Ci viene insegnato come farlo, per quanto tempo e .. se si perde l’occasione immediata non vale più o comunque non ha lo stesso valore. Falso! Quel contatto che a me piace chiamare di cuore può succedere in ogni momento, con la fantasia che un genitore mette in campo e nell’intimità di un tempo speciale, senza un orologio a scandirlo.
È bene ricordare che in molti paesi dove le strutture ospedaliere sono scarse e poco attrezzate e la mortalità neo-natale ancora alta, si adotta la canguro-terapia come metodo di cura con i bambini nati prematuri e sottopeso; il contatto pelle a pelle aiuta a ristabilire i parametri vitali, a stabilizzare la termoregolazione e facilita l’allattamento al seno.
Altra pratica in auge negli ultimi anni è la fasciatura del neonato, anche questa ripescata da un passato che affonda le radici nel Medioevo quando si fasciava il piccolo perchè la convinzione era che le sue ossa, troppo tenere e incapaci a sostenere il corpo, si sarebbero piegate e deformate. E ancora la fasciatura era prevista nei paesi molto freddi dove la necessità era di poter tenere al caldo il piccolo senza dispersione di calore.
La letteratura in proposito è controversa ma porta a galla quesiti importanti solo perchè ancora una volta viene estremizzato un gesto che potrebbe essere gestito con buon senso e osservando il proprio cucciolo mentre gli si propone lo swaddling – senza mai rinunciare ai termini inglesi mi raccomando :-)-.
Possiamo partire da una buona considerazione: il neonato ha vissuto 9 mesi in un ambiente protetto e caldo, dove ogni movimento aveva una risposta immediata di contenimento, la placenta, la pancia della mamma. Ogni piccolo che viene al mondo può raccontare fatiche diverse di adattamento alla vita e questa può essere una di quelle: proteggimi, fammi sentire che quando mi muovo tu ci sei: li chiamano neonati “ad alto contatto”. Fasciarlo può essere una soluzione e non la regola e a prescindere. Imparare ad osservare il proprio bambino richiede intenzione, tempo, curiosità e pazienza e solo noi, alla fine possiamo sapere cosa è meglio per lui.
L’allattamento è un altro tema spinoso: nella storia antica si ricorreva all’artificiale – e il più idoneo era quello di capra – solo se la madre era morta e non era possibile affidarsi ad una balia. Non c’era scelta, era fisiologico, non ci si preparava, si affrontava e gestiva e la donna non era sola, non combatteva contro la solitudine e il tempo.

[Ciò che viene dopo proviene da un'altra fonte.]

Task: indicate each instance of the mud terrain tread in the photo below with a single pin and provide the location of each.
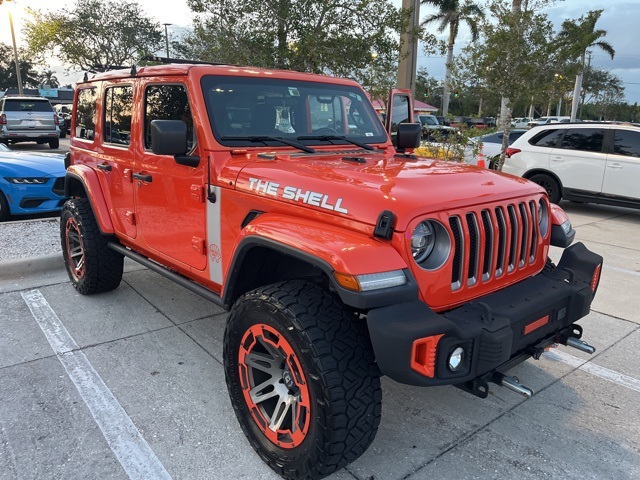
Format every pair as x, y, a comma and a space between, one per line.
340, 349
103, 266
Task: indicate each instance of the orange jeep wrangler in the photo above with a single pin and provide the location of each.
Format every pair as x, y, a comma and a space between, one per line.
341, 256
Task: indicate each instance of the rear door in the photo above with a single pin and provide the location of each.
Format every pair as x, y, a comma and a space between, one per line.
170, 197
622, 173
579, 162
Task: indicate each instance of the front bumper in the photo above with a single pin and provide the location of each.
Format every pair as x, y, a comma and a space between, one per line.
412, 343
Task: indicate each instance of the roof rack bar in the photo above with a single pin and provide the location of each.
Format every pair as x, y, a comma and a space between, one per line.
151, 58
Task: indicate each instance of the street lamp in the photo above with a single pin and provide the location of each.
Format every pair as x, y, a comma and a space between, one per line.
166, 36
374, 55
15, 51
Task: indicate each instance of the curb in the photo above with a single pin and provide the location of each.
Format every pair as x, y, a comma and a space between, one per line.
15, 269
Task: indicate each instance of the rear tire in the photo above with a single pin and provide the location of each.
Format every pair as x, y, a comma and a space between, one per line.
91, 265
549, 184
297, 360
4, 208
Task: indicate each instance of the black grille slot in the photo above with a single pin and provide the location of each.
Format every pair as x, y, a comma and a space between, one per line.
58, 186
456, 271
513, 247
488, 244
534, 231
502, 241
474, 247
525, 234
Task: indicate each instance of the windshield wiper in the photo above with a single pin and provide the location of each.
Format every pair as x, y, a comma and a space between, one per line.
267, 138
328, 138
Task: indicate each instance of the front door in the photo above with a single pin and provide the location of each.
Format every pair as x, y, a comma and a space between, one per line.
170, 196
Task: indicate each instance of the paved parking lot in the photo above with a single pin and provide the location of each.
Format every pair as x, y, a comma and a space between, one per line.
130, 384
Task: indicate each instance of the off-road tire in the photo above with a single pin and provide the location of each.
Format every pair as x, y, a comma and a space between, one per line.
549, 184
337, 370
91, 265
4, 208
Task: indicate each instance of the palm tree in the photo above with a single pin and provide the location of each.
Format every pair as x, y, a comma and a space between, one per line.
578, 36
451, 13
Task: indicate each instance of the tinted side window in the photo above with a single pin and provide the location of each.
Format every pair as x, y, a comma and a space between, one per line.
627, 142
117, 115
86, 113
585, 139
399, 111
167, 102
547, 138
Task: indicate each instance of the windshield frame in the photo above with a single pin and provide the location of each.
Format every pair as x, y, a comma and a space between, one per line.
227, 95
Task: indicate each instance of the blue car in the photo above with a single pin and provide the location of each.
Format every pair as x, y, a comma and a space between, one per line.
30, 182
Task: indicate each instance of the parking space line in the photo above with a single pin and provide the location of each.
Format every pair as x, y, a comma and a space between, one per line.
598, 371
130, 448
622, 270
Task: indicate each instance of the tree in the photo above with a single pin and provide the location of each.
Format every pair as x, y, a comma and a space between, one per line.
577, 36
47, 77
517, 57
95, 34
320, 36
8, 77
450, 14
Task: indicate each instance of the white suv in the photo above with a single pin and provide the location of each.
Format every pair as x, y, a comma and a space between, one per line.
585, 162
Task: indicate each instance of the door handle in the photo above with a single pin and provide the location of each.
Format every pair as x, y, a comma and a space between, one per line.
142, 176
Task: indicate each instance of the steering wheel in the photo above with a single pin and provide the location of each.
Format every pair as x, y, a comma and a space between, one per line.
325, 131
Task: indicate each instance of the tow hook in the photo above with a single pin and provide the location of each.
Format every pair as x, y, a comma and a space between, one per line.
511, 383
580, 345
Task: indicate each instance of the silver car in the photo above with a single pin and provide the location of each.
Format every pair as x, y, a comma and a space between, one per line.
28, 119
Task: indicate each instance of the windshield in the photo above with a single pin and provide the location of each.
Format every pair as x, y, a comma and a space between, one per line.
311, 113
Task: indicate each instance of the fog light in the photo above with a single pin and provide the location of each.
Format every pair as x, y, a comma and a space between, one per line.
455, 359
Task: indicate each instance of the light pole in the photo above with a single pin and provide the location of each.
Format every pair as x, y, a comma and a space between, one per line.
15, 51
374, 55
166, 36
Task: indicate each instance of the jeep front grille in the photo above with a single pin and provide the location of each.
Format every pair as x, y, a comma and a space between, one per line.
492, 241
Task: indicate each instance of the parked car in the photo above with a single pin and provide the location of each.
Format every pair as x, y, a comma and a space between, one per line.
547, 120
590, 162
30, 182
491, 146
28, 119
521, 122
432, 130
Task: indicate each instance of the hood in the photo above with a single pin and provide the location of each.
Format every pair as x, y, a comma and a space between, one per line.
28, 164
362, 185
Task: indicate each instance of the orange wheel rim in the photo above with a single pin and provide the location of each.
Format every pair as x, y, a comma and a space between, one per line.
274, 386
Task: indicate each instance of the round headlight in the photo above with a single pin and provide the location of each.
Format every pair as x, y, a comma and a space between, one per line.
455, 358
422, 241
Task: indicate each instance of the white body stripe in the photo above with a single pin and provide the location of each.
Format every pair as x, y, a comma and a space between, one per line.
214, 245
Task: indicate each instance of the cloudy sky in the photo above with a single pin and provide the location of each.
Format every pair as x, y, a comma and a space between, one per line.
620, 19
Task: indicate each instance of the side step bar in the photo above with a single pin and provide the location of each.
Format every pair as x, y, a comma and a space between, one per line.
176, 277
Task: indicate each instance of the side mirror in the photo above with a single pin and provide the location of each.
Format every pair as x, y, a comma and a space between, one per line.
408, 135
169, 137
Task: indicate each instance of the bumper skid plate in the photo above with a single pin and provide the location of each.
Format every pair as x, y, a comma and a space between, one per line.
495, 332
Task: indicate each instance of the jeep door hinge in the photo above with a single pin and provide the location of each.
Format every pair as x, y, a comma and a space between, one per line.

Negli anni abbiamo perso un sacco di pezzi rispetto a questa disponibilità: qui la necessità di guardarci indietro ha lasciato il posto ad un’effimera convinzione di evoluzione femminile; la donna sceglie l’artificiale per comodità, praticità, possibilità di delegare, autonomia e per tanti altri motivi che la vedono costretta inconsapevolmente il più delle volte, ad una corsa contro il tempo, ad un’immagine femminile vincente e impeccabile, sviluppando quasi una gelosia di quelli che sono e devono restare i suoi spazi … nel frattempo subdoli i sensi colpa spolpano le poche certezze acquisite.
Torneremo ad allattare al seno come fosse naturale, così come accadeva nel passato? Che donne saremo? Avremo fatto pace con quell’immagine patinata e irreale che ci ostiniamo di raggiungere? Ci servirebbe ripescare dal passato una ricetta della nonna e una truppa di donne da avere al nostro fianco, per sentirci sorelle e capaci di stare nel tempo, senza fretta e meravigliosamente imperfette.